The property market could be in for a significant correction. That was one of the messages I delivered in my keynote address during The Intelligent Investor’s recent seminar tour of Melbourne, Adelaide and Perth.

Preparing for a range of futures, rather than predicting any particular future, is the cornerstone of The Intelligent Investor’s approach. And, after gathering and dissecting a range of data from specific Australian properties through to broad averages sourced from the OECD, it strikes me as wise to be prepared for the possibility of a significant pullback in real property prices.

It’s clear that most people who call themselves “property valuers” are lying. They are, in fact, property pricers. They will provide an estimate of the price a particular property is likely to fetch in the current market environment, largely based on recent comparable sales. Experienced investors will immediately spot the flaw in this approach. Novices may not see the problem at all.

Isn’t the value of something simply equal to the price someone else is prepared to pay for it? Of course it’s not. That’s the kind of spurious reasoning that sucks people into booms: James Packer and Lachlan Murdoch have been buying shares in One.Tel, and if they’re prepared to pay this price, then the value must be at least as much. Wrong.

The value of any financial asset is the sum of all the cash flows it is going to put in your pocket over its life, discounted back to today’s dollars. And any Australian property I’ve seen subject to such discounted cash flow analysis (based on a sensible set of assumptions) comes up significantly overpriced. Around the corner from my office, in a real estate agent’s window, there’s a cartoon. It shows a stooped, wrinkled gentleman with a walking stick. Underneath is the caption: “This young man is waiting for property prices to fall.”
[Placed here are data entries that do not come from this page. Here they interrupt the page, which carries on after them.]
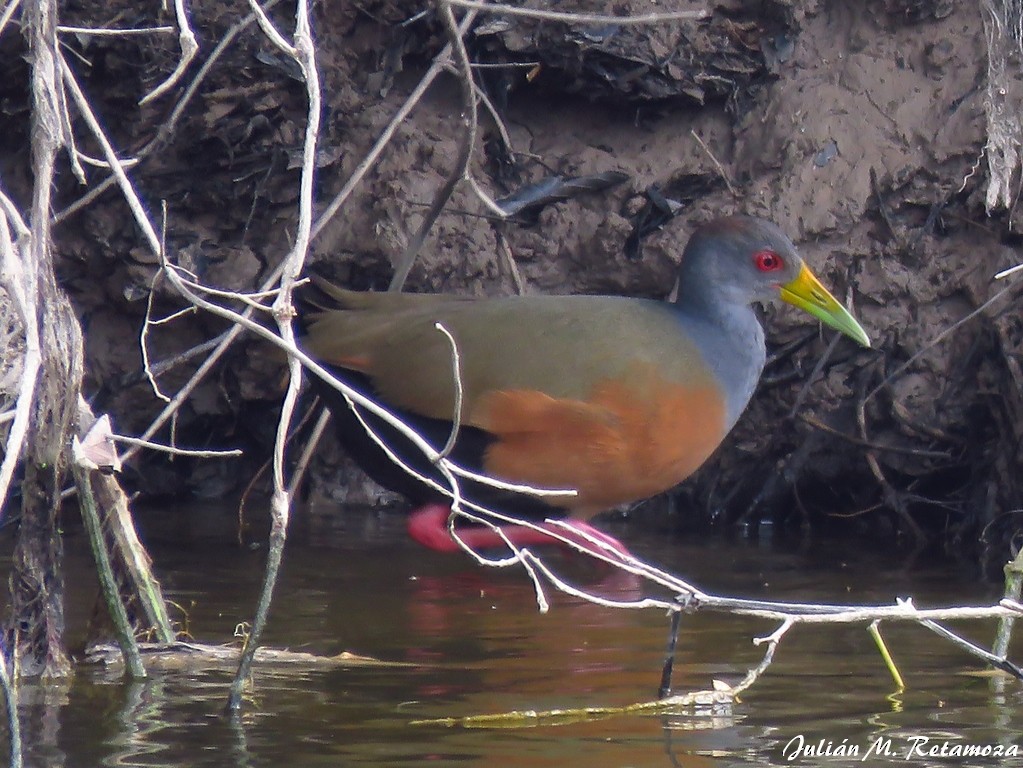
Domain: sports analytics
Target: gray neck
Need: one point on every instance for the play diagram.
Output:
(731, 341)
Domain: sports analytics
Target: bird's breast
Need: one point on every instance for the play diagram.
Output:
(628, 440)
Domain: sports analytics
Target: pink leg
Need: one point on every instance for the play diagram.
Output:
(428, 526)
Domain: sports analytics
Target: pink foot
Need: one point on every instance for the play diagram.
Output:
(428, 526)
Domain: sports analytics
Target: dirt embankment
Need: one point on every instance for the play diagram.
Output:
(859, 131)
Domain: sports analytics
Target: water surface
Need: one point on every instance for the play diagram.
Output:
(475, 643)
Such salespeople would have us believe that property doesn’t fall in price. That’s baloney. There are plenty of global precedents for nasty property bear markets: Japan, Germany, Korea and Switzerland, to name a few recent ones. I fully expected that my warning on property would be received badly by a hostile audience. It wasn’t.

Many people said that they had worked through similar mathematics themselves and arrived at the same conclusion. They were interested to see that the international case studies in my presentation, based on the OECD data, reinforced their sombre conclusions.
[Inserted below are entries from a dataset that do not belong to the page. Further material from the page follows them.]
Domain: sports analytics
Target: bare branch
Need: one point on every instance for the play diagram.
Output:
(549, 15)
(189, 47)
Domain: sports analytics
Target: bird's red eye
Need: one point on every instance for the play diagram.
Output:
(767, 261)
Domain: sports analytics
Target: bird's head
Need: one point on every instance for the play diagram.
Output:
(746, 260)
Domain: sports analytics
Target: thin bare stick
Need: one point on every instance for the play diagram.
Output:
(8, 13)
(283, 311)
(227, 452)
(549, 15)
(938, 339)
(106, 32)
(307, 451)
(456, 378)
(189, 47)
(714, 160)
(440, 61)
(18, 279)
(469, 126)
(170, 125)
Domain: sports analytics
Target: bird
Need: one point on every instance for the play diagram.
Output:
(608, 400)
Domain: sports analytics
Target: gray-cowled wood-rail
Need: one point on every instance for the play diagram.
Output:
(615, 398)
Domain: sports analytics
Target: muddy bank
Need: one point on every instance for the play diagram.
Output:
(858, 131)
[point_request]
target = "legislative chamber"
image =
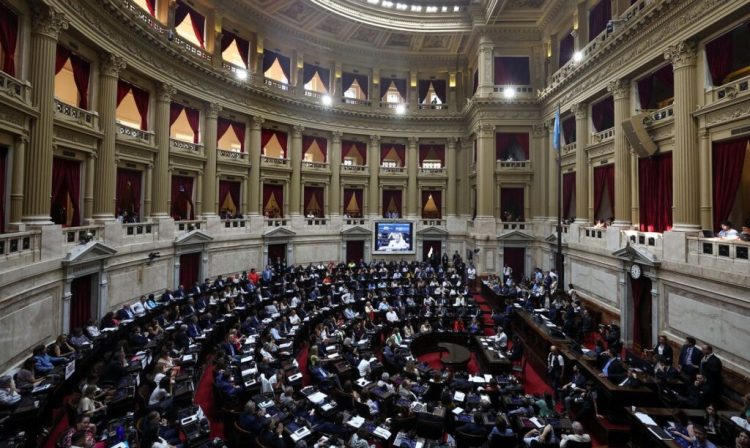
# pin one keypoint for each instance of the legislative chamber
(374, 223)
The seminars produced another surprise. In the February edition of Professional Planner I published my rather bleak prognosis for the fee-for-service financial planning industry: “Quite apart from an industry desperately hooked on the current dominant commissionbased business model, I’m not convinced that consumers are ready to change either. Just because something is demonstrably beneficial doesn’t mean it will be automatically embraced. “As much as I’d love to see it happen,” I continued, “I’m not convinced that the financial planning industry at large will change any time soon. Between the advisers hopelessly addicted to the current arrangement and consumers’ distaste for appropriate up-front fees, it’ll be an uphill struggle.”

My view has now softened. The hundreds of investors attending our recent seminars were able to choose from four workshops, including one on superannuation, for which we brought in a financial planning specialist (it almost goes without saying that he operates a fee-for-service model). We were pleasantly surprised at the number of our members who expressed interest in receiving financial planning advice on this basis. So surprised, in fact, that we’re considering an opportunity to join the sensible and growing fee-for-service industry.

Perhaps our members – long-term value investors – are predisposed to such sensible arrangements, which we describe as pain today, gain tomorrow. Whatever the case, many recognised that the average financial planner is not incentivised properly. They’re also cognisant of the difficulty in selecting an adviser with ability. We’re currently discussing ways we could bring together talented fee-for-service planners with our 10,000-strong readership. It’s an exciting prospect.

The members who attended the superannuation workshops at our seminars provided feedback like “outstanding” and “very helpful”. And, like all successful businesses, when our customers speak, we listen. We’re also happy to listen to any fee-forservice planners who might like to get in touch.